In the play, the phrase “the green eyed monster” referrers to jealousy. In Act 3, Scene 3, while trying to make Othello envious, Iago uses this phrase. The villain plants the seeds of doubt in Othello’s mind about Desdemona’s betrayal. As a result, the Moor is blinded by jealousy and mistreats his wife.
The most well-known use of the phrase “the green-eyed monster” was utilized by Shakespeare in Othello. Particularly in Act 3, Scene 3, the character Iago attempts to fool the protagonist. He is implying that his beloved wife, Desdemona, is involved in an affair. A famous quote is used by Iago to make Othello jealous. While talking to the Moor about Desdemona, the villain exclaims:
“O, beware, my lord, of jealousy;
It is the green-eyed monster which doth mock
The meat it feeds on; that cuckold lives in bliss
Who, certain of his fate, loves not his wronger;
But, O, what damned minutes tells he o’er
Who dotes, yet doubts, suspects, yet strongly loves!”
(Act 3, scene 3)
The famous phrase serves as a vivid and bright expression to describe envy.
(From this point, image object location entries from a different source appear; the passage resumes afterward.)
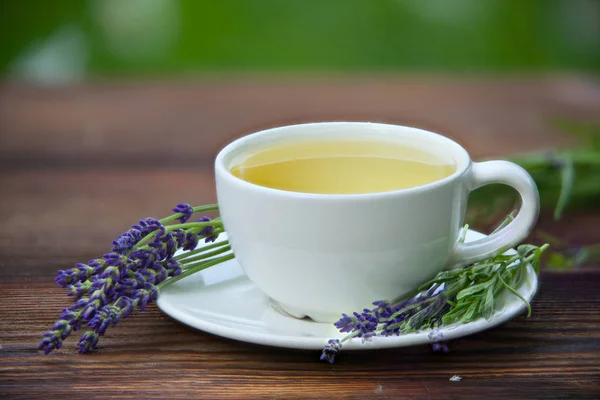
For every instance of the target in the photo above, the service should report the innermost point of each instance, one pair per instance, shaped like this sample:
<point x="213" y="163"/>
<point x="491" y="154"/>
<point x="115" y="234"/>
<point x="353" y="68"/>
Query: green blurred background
<point x="65" y="41"/>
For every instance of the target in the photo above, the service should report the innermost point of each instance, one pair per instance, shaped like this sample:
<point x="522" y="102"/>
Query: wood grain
<point x="78" y="165"/>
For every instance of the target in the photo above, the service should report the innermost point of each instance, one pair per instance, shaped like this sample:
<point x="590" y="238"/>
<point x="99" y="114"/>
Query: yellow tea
<point x="341" y="166"/>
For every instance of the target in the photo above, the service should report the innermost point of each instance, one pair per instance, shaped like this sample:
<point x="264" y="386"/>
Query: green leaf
<point x="488" y="306"/>
<point x="567" y="177"/>
<point x="472" y="290"/>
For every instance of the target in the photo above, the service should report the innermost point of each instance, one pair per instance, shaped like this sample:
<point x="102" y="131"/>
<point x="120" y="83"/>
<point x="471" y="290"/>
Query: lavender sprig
<point x="460" y="295"/>
<point x="141" y="262"/>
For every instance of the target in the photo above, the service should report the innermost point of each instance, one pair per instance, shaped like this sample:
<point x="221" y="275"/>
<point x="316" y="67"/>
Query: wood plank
<point x="554" y="354"/>
<point x="186" y="123"/>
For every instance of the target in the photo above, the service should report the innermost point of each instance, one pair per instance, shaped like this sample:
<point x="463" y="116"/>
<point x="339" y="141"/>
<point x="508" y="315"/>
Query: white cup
<point x="320" y="255"/>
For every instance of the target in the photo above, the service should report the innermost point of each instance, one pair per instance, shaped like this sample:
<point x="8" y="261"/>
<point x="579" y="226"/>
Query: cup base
<point x="294" y="313"/>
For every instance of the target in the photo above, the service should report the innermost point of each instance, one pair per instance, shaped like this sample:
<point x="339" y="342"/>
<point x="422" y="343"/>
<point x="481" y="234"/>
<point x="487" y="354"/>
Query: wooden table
<point x="78" y="165"/>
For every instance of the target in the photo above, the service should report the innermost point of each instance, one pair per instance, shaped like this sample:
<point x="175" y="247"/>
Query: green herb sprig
<point x="459" y="295"/>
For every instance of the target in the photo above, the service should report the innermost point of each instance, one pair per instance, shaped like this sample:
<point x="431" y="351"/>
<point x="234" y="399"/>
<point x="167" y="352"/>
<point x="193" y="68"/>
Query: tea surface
<point x="341" y="166"/>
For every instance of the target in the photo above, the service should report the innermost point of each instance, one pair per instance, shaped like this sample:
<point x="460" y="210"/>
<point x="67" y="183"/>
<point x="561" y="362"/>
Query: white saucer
<point x="221" y="300"/>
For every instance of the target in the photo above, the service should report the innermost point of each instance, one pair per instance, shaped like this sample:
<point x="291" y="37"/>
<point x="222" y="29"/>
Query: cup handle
<point x="510" y="174"/>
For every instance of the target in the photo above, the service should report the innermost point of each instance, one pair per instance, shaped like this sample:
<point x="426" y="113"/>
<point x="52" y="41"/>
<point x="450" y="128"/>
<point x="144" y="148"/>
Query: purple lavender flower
<point x="53" y="338"/>
<point x="366" y="322"/>
<point x="186" y="210"/>
<point x="79" y="289"/>
<point x="88" y="342"/>
<point x="112" y="287"/>
<point x="164" y="246"/>
<point x="103" y="319"/>
<point x="80" y="273"/>
<point x="129" y="239"/>
<point x="333" y="348"/>
<point x="68" y="321"/>
<point x="441" y="347"/>
<point x="173" y="267"/>
<point x="145" y="296"/>
<point x="435" y="335"/>
<point x="346" y="323"/>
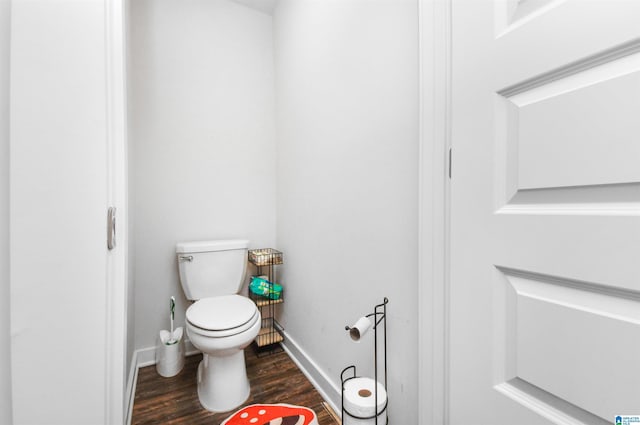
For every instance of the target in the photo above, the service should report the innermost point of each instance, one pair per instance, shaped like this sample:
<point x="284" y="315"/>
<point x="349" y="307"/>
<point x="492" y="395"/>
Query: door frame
<point x="434" y="28"/>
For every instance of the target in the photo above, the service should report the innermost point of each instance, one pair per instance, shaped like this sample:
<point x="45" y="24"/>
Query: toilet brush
<point x="172" y="307"/>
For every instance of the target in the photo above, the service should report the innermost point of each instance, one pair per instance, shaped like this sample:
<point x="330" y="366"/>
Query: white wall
<point x="202" y="130"/>
<point x="5" y="348"/>
<point x="347" y="102"/>
<point x="58" y="199"/>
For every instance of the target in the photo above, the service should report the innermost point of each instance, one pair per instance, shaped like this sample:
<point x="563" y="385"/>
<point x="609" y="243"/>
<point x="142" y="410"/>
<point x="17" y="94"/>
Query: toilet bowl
<point x="222" y="327"/>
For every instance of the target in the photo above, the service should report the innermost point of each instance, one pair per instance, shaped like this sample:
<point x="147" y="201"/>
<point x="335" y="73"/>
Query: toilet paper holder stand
<point x="379" y="316"/>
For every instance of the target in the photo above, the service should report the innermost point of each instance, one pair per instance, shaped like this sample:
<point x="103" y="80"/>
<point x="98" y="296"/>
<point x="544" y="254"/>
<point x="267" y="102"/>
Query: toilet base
<point x="222" y="382"/>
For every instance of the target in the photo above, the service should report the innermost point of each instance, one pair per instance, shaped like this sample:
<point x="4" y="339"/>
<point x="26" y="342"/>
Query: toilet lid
<point x="221" y="313"/>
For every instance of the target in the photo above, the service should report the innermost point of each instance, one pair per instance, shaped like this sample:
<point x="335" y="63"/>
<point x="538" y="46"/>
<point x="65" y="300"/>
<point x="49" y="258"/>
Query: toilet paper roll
<point x="361" y="327"/>
<point x="359" y="400"/>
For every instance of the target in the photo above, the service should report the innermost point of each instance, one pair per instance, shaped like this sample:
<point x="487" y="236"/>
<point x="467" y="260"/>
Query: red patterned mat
<point x="272" y="414"/>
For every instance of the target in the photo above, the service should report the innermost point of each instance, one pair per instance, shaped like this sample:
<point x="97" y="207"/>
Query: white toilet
<point x="220" y="323"/>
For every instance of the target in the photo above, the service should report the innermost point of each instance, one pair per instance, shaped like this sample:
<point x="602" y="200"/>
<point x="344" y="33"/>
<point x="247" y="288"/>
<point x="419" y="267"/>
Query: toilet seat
<point x="222" y="316"/>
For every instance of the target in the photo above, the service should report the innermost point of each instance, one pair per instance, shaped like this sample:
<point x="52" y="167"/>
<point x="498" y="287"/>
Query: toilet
<point x="220" y="323"/>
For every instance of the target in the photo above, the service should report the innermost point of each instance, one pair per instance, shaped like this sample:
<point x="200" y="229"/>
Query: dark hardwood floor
<point x="274" y="378"/>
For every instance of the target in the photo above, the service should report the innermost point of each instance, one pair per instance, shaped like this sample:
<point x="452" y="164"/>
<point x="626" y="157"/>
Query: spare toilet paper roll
<point x="359" y="400"/>
<point x="361" y="327"/>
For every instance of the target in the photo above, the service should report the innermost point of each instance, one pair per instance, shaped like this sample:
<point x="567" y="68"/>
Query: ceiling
<point x="265" y="6"/>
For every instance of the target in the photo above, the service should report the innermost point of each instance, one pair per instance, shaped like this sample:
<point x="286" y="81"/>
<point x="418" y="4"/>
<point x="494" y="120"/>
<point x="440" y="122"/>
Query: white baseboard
<point x="142" y="358"/>
<point x="327" y="389"/>
<point x="318" y="378"/>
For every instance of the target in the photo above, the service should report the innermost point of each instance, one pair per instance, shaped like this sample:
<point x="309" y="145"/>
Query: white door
<point x="67" y="289"/>
<point x="545" y="212"/>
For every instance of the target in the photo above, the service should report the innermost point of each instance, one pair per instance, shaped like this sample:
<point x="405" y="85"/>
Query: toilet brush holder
<point x="170" y="353"/>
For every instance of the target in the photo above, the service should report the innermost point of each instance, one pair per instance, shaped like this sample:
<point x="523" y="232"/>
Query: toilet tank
<point x="212" y="268"/>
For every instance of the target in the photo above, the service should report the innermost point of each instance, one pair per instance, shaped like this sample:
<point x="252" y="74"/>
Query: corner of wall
<point x="5" y="333"/>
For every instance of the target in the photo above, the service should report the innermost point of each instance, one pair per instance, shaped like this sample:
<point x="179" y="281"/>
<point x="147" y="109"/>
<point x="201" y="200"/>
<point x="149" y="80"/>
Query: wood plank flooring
<point x="274" y="379"/>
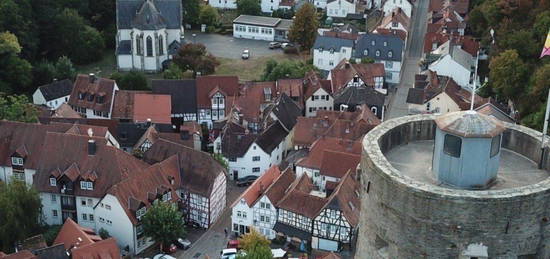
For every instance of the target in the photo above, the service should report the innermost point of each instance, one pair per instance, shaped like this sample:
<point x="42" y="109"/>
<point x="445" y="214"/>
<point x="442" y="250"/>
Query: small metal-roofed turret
<point x="467" y="149"/>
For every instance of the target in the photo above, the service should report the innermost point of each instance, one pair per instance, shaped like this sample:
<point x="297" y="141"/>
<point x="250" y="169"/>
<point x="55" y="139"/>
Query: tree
<point x="508" y="75"/>
<point x="194" y="57"/>
<point x="191" y="11"/>
<point x="64" y="68"/>
<point x="18" y="108"/>
<point x="249" y="7"/>
<point x="255" y="245"/>
<point x="304" y="28"/>
<point x="209" y="15"/>
<point x="19" y="213"/>
<point x="172" y="72"/>
<point x="163" y="223"/>
<point x="133" y="80"/>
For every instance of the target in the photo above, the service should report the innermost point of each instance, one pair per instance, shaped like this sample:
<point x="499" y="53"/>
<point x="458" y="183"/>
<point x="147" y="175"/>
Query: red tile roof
<point x="99" y="87"/>
<point x="259" y="187"/>
<point x="229" y="85"/>
<point x="155" y="107"/>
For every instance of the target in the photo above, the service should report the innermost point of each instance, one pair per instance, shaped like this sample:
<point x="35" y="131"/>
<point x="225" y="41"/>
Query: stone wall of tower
<point x="404" y="218"/>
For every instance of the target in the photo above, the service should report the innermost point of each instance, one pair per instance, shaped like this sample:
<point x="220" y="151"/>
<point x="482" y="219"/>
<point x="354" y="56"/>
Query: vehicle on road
<point x="274" y="45"/>
<point x="246" y="181"/>
<point x="183" y="243"/>
<point x="229" y="253"/>
<point x="246" y="54"/>
<point x="163" y="256"/>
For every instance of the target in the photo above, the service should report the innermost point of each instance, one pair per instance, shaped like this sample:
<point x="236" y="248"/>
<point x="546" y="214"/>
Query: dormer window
<point x="86" y="185"/>
<point x="16" y="161"/>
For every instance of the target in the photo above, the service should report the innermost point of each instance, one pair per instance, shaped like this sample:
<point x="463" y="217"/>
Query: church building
<point x="149" y="33"/>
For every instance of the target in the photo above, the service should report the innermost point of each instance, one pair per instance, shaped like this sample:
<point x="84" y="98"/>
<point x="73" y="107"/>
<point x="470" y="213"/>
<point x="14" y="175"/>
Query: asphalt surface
<point x="398" y="105"/>
<point x="214" y="239"/>
<point x="226" y="46"/>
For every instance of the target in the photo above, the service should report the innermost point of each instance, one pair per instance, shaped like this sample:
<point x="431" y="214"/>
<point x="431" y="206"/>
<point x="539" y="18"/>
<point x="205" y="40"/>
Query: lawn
<point x="251" y="69"/>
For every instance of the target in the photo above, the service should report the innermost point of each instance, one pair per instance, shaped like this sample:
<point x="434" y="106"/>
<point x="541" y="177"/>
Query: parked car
<point x="229" y="253"/>
<point x="163" y="256"/>
<point x="246" y="181"/>
<point x="183" y="243"/>
<point x="246" y="54"/>
<point x="274" y="45"/>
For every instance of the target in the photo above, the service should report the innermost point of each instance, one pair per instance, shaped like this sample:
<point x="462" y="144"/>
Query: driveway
<point x="226" y="46"/>
<point x="398" y="101"/>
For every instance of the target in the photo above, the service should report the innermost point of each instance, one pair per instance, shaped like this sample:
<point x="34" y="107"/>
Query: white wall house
<point x="54" y="94"/>
<point x="319" y="100"/>
<point x="147" y="33"/>
<point x="391" y="5"/>
<point x="261" y="28"/>
<point x="223" y="4"/>
<point x="340" y="8"/>
<point x="329" y="51"/>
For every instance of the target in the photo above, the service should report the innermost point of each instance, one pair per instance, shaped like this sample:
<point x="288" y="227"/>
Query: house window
<point x="495" y="145"/>
<point x="149" y="46"/>
<point x="452" y="145"/>
<point x="16" y="161"/>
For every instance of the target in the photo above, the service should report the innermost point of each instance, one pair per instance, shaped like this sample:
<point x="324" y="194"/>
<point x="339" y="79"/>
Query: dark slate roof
<point x="162" y="13"/>
<point x="291" y="231"/>
<point x="327" y="43"/>
<point x="393" y="44"/>
<point x="353" y="96"/>
<point x="272" y="137"/>
<point x="124" y="47"/>
<point x="56" y="89"/>
<point x="415" y="96"/>
<point x="287" y="111"/>
<point x="183" y="94"/>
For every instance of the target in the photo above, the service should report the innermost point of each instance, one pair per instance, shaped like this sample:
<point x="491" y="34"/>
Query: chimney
<point x="91" y="147"/>
<point x="92" y="78"/>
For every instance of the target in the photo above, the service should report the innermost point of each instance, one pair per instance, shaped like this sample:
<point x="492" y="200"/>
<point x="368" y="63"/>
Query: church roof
<point x="149" y="14"/>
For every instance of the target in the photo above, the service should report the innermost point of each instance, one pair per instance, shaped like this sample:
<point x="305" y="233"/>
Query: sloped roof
<point x="183" y="93"/>
<point x="56" y="89"/>
<point x="132" y="13"/>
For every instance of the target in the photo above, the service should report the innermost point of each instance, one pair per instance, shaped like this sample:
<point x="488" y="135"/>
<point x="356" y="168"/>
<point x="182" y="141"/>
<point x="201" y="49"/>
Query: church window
<point x="149" y="46"/>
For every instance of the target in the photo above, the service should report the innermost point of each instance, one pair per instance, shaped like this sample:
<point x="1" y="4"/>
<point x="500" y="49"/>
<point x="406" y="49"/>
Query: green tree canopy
<point x="194" y="57"/>
<point x="249" y="7"/>
<point x="163" y="223"/>
<point x="19" y="213"/>
<point x="133" y="80"/>
<point x="508" y="75"/>
<point x="304" y="28"/>
<point x="209" y="15"/>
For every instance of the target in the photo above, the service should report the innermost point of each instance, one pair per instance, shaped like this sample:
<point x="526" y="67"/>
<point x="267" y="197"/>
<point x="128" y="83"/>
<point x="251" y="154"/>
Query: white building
<point x="340" y="8"/>
<point x="391" y="5"/>
<point x="148" y="33"/>
<point x="54" y="94"/>
<point x="261" y="28"/>
<point x="454" y="62"/>
<point x="386" y="49"/>
<point x="329" y="51"/>
<point x="93" y="97"/>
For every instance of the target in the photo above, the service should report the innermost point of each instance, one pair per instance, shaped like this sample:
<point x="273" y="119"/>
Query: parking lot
<point x="226" y="46"/>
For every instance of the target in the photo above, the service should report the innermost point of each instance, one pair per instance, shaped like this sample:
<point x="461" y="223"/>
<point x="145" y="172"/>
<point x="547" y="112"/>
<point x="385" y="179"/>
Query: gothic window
<point x="149" y="46"/>
<point x="161" y="45"/>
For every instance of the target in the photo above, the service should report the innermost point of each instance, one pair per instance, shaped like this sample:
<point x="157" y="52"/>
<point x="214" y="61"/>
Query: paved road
<point x="226" y="46"/>
<point x="413" y="53"/>
<point x="214" y="240"/>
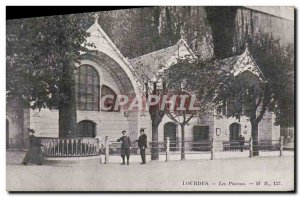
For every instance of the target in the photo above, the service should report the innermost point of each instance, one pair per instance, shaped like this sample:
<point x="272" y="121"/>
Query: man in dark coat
<point x="125" y="147"/>
<point x="34" y="155"/>
<point x="242" y="142"/>
<point x="142" y="143"/>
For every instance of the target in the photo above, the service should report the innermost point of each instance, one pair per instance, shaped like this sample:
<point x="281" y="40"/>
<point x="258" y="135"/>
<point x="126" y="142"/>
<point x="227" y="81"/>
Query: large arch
<point x="125" y="80"/>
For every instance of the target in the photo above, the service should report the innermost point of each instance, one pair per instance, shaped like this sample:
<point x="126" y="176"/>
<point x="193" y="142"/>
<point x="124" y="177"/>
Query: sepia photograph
<point x="151" y="99"/>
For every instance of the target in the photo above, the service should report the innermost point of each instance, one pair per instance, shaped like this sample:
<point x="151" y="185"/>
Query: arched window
<point x="86" y="128"/>
<point x="87" y="88"/>
<point x="109" y="102"/>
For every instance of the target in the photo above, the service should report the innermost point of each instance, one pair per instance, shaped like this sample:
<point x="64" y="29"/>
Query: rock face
<point x="151" y="29"/>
The reason why Shakespeare is using color as symbolism for emotion is related to the historical context of the play. Renaissance England had a tradition of matching feelings with specific colors. Thus, the green color was associated with jealousy and envy. However, Shakespeare also included the fascinating imagery of a monster to reinforce the message. Jealousy is a dangerous and consuming feeling, which is vividly represented by the idea of a beast. The phrase is significant because Shakespeare has turned the color metaphor into the famous idiomatic. As a result, the incredibly visual term “the green-eyed monster” is widely used even nowadays.
Referencing colors can be a writer’s way to convey specific emotions without directly naming them. This can positively contribute to the poetic feeling of the work and play with the audience’s imagination.